Crisis Management

Immediately following the bombing, Oklahoma City Fire Chief Gary Marrs implemented the Incident Command System (ICS). The Oklahoma City bombing was a proving ground for use of the ICS in a major event and ICS is now the mandatory structure in any incident being worked under the Federal Response Plan. The federal response is now known as the National Incident Management System.


James Lee Witt, Former Director, Federal Emergency Management Agency (FEMA), tells how federal, state, and local government agencies came together during the aftermath of the bombing. Witt arrived in Oklahoma City that evening.


Frank and Cathy Keating, former Oklahoma Governor and First Lady, discuss the leadership and cooperation of Oklahoma’s first responders. At 9:45 a.m. Governor Frank Keating sent all state nonemergency personnel home and made a verbal declaration of disaster.
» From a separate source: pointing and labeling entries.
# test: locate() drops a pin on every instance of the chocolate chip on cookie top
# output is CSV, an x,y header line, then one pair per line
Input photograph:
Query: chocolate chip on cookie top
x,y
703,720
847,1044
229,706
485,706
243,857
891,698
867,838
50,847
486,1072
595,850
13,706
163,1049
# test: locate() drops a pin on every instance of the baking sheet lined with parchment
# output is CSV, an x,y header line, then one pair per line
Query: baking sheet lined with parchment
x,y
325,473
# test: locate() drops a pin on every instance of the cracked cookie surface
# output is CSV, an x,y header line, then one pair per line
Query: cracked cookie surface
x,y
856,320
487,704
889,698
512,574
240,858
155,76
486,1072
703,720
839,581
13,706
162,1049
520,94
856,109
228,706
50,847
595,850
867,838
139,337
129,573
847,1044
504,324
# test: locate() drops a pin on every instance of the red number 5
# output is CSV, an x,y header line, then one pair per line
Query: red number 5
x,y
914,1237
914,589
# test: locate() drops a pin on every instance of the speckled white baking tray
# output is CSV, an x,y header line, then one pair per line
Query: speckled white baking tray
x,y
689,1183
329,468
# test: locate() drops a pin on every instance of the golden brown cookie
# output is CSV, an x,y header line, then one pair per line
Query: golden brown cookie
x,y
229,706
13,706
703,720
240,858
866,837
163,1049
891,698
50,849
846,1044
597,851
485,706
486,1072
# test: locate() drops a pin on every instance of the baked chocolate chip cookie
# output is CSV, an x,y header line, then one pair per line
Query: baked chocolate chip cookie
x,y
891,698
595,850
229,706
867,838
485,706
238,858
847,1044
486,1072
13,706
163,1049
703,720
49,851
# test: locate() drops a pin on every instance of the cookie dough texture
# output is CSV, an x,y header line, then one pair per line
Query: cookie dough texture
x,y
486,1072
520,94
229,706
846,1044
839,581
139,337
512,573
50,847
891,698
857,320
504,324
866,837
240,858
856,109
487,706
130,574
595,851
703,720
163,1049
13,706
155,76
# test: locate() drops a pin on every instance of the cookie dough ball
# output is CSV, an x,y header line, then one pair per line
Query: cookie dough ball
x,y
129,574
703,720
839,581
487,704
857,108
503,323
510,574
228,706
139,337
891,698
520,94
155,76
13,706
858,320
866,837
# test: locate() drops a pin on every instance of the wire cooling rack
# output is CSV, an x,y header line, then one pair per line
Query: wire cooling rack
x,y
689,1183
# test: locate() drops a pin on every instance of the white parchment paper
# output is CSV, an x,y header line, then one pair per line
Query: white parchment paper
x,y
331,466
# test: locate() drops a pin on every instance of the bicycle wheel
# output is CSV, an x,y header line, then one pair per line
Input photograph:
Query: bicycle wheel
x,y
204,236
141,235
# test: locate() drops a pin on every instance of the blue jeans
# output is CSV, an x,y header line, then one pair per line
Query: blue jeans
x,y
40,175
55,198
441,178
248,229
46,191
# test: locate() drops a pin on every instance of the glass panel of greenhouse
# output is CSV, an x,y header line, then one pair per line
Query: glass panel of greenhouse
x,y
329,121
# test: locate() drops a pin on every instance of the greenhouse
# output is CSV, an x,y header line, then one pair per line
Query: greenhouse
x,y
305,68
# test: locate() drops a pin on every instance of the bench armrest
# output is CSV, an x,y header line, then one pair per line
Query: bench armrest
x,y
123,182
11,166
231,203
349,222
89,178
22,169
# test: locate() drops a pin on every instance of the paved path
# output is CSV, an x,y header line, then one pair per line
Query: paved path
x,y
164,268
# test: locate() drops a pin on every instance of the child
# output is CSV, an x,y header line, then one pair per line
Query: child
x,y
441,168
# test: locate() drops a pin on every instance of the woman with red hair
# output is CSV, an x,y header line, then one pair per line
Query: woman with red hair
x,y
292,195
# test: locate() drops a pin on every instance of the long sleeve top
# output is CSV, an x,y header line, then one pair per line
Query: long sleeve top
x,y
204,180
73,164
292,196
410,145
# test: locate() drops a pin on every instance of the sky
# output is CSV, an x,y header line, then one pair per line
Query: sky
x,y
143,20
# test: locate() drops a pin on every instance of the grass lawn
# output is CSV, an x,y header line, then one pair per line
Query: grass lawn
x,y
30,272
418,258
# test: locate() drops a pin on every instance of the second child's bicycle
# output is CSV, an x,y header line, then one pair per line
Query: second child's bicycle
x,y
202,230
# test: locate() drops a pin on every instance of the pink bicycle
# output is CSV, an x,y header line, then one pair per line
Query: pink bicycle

Oklahoma City first responders had received training at the Emergency Management Institute in Emmitsburg, MD, and were well versed in the Incident Command System that provides multi-agency, coordinated response in the wake of a disaster.

Unified Response


Throughout the rescue and recovery efforts during the aftermath of the April 19, 1995, bombing, people from all walks of life, in many different professions came to help. That same day, rescue workers from Arizona, and as far away as New York began flooding into Oklahoma City to help.

Such an incident is so difficult to understand, but in Oklahoma City the response was not what might have been anticipated. Instead of filling people with fear, the reaction was one of pulling people together and helping each other. One journalist captured this when she said her first image of the Oklahoma City bombing was not of people running away from the building but running to the building to help each other.

This video illustrates the public’s overwhelming support of first responders. Public expressions of caring and concern were shown through mini-memorials that sprang up near the bomb site, the transition of a statewide Restaurant Association Show into food service for the first responders, and the recognition of the need for a family assistance center and the multi-roles it must play in providing information, comfort and psychological support. Public leaders also recognized the importance of providing mental health services to local school children and the need to hold a Memorial Service on the Sunday following the incident to allow for a time of public mourning.